Things like protective protective covers for phones and tablets can block some harmful portions of blue light, he added.
Do blue light blocking glasses help?
Weinstock said that blue light-blocking glasses have been around for a while, but "it’s hard to know what you are getting, as there are no universal established standards for low blue light in eyewear." "It’s coming, but for now I certainly recommend consulting an eyecare specialist before making a purchase," he said.
Top tips to prevent and reduce digital eye strain
The American Academy of Ophthalmologists suggests the following tips to help reduce eye strain related to computer and digital device use.
1. Blink! Humans normally blink about 15 times in one minute. However, studies show that we only blink about 5 to 7 times in a minute while using computers and other digital screen devices. Blinking is the eye’s way of getting the moisture it needs on its surface.
Make a conscious effort to blink as often as possible. This keeps the surface of your eyes from drying out. You might even want to put a sticky note on your computer screen reminding you to blink often!
2. Lube ‘em up. Use artificial tears to refresh your eyes when they feel dry. If you are often in a dry, warm room, consider using a humidifier to add moisture to the air.
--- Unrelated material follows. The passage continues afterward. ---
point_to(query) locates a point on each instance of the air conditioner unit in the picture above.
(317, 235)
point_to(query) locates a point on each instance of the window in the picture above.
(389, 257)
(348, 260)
3. Follow the “20-20-20” Rule. Take regular breaks using the “20-20-20” rule: every 20 minutes, shift your eyes to look at an object at least 20 feet away, for at least 20 seconds.
4. Use computer eyeglasses. If you work on a computer for many hours at a time, you might find that using computer eyeglasses reduces eye strain. These prescription glasses allow you to focus your eyes specifically at computer screen distance (intermediate distance, which is about 20-26 inches away from your face). Some of these glasses have multi-focal lenses to help you quickly shift your focus between close, intermediate and far distances. Be aware that computer glasses for reducing eye strain are not the same as “blue light blocking” glasses.
5. Adjust brightness and contrast. If your screen glows brighter than your surroundings, your eyes have to work harder to see. Adjust your screen brightness to match the level of light around you. Also, try increasing the contrast on your screen to reduce eye strain.
6. Reduce the glare. The screens on today’s digital devices often have a lot of glare. Try using a matte screen filter to cut glare. Check with your computer store or cell phone store to see what they can provide.
7. Adjust your position at the computer. When using a computer, you should be sitting about 25 inches (right about at arm's length) from the screen. Also, position the screen so your eye gazes slightly downward, not straight ahead or up.
Time limits for adolescents
Weinstock said that adolescents are the most susceptible population to eye strain, particularly young children, who he said "are still developing and thus highly susceptible to high energy blue light."
The American Academy of Pediatrics suggests that parents of children ages 2 to 5 years should limit screen use to 1 hour per day. Young kids also tend to hold screens closer to their eyes which greatly exacerbates the problem. Also, adults with pre-existing conditions such as dry eye should be careful about how much blue light they are exposed to. With many school-age children moving to online education, it will be impossible to limit screen time for kids.
According to a study by the AAO, evidence showed that "at least part of the worldwide increase in nearsightedness has to do with near work activities," meaning an activity that puts a person in close proximity to a device be it a screen or a book.
While that evidence cited both screens and traditional books, it also showed that spending time outdoors could help slow the progression of nearsightedness.
"It remains unclear whether the rise in nearsightedness is due to focusing on phones all the time, or to light interacting with our circadian rhythms to influence eye growth, or none of the above," the AAO stated.